Tableau Data Download Inconsistencies
Don’t get too excited about VDH flipping the data download switch on; its not a direct download. Moreover, downloading it adds three new columns: “Blank”, “Number of Records” and “Report Date”. “Blank” is exactly what you think it is; “Report Date” is reflected in my archive’s file naming conventions: if you have a daily data set, including the date in the name offers an easy, sortable, delimiter. I don’t want to give VDH any credit here, but I’m assuming this is a Tableau “feature” in regards to the date column. “Number of Records” is meaningless because it literally has zero meaning to me in this context. It is not visible in the Tableau dashboard, and every table data cell value is “1”; perhaps this is another Tableau “feature”? Whatever it is, it is most certainly not helpful, descriptive, informative, and its presence actually makes this data less valuable.

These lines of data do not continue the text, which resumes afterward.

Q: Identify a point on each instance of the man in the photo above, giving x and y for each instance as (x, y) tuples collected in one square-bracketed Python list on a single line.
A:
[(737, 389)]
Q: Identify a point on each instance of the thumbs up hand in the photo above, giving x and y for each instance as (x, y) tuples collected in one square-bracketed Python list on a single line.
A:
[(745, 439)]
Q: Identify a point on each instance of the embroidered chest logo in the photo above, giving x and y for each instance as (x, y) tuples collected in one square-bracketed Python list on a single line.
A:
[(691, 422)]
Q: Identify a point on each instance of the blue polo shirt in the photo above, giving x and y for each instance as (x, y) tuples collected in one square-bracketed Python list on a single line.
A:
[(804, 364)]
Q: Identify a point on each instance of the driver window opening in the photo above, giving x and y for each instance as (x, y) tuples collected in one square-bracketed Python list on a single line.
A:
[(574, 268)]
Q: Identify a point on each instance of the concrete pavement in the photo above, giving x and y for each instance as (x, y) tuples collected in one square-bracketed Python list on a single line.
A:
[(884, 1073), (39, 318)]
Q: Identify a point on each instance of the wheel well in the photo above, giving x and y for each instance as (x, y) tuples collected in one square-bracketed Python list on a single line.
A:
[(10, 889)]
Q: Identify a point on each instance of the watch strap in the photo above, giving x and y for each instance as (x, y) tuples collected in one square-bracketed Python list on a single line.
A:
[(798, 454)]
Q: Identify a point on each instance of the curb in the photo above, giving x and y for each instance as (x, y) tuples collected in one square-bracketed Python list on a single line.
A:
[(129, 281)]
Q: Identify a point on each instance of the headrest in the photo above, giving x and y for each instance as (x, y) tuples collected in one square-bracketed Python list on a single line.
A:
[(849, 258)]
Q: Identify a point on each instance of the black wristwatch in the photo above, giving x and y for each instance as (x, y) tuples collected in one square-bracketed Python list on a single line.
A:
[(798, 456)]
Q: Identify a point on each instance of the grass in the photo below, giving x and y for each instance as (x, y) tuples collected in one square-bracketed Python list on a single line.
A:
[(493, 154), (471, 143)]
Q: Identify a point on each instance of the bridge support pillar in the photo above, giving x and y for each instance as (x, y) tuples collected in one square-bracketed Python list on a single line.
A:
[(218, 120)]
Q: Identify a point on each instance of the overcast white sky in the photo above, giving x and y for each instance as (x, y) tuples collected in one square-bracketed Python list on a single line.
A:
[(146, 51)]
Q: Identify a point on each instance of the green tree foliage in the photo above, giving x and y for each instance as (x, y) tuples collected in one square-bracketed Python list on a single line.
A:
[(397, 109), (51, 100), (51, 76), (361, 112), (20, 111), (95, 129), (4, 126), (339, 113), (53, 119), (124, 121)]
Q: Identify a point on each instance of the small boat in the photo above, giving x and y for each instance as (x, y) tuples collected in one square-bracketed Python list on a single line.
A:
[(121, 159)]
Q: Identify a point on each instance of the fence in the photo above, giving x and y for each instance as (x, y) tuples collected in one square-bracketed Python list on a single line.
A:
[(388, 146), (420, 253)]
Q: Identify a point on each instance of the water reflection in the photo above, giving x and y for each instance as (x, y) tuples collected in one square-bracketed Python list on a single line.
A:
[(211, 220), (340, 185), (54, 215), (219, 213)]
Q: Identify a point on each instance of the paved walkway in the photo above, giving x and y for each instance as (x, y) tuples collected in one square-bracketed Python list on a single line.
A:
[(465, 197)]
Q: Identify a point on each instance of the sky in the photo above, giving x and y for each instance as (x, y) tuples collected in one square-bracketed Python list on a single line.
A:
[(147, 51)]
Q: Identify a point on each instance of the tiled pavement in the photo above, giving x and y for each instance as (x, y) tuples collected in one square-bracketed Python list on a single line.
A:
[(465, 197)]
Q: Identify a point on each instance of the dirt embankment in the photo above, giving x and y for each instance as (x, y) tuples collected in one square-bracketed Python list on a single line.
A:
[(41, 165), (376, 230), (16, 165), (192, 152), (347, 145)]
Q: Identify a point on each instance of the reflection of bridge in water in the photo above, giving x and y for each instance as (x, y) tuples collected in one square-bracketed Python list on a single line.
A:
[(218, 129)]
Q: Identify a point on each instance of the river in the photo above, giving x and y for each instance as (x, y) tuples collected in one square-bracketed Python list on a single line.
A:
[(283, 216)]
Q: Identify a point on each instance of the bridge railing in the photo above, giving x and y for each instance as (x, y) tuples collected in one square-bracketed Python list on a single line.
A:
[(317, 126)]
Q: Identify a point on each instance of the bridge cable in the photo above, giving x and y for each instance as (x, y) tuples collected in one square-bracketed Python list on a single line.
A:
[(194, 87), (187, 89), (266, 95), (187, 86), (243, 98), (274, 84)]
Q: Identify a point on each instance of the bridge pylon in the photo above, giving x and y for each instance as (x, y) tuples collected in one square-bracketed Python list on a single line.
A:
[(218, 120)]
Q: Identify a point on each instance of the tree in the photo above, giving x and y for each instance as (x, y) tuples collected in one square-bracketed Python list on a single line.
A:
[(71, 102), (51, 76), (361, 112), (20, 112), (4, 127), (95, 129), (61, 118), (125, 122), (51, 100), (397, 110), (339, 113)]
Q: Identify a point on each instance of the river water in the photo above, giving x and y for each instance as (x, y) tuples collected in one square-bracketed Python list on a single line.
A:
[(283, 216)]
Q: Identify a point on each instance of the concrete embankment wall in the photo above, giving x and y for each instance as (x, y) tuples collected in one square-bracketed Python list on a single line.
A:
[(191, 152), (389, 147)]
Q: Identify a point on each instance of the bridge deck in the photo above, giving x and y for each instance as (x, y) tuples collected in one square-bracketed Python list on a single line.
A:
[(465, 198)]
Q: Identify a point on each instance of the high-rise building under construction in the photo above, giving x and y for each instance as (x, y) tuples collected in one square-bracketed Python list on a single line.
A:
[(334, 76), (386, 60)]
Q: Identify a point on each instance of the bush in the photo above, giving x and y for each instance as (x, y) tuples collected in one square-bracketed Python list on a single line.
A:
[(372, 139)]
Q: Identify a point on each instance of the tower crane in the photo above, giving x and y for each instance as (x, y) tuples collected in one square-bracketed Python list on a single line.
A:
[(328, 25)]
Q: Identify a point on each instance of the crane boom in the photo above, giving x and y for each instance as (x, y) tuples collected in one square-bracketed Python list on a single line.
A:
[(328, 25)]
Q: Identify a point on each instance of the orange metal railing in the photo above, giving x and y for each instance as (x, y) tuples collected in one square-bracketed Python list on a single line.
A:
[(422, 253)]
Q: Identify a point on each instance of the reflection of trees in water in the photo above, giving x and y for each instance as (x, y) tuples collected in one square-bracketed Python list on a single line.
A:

Tableau Data Download is Invalid
This dataset exports from Tableau in
.csv, even though Tableau’s UI refers to it as a text file. This is a minute detail, however it does help to paint the bigger picture of what a bad platform Tableau is for users. The real issue with this particular dataset export from Tableau is that it doesn’t export as a valid
Tableau apparently cannot even properly encase table data cells for export into
.csv; this is Data Ops 101. It is ridiculous that an organization that sells services built around data visualization and data consumption has not crossed this path yet. I’m willing to bet as an organization they should have already, and I’ll bet this issue is simply no one at Tableau dogfooding their dashboards and exporting dataset.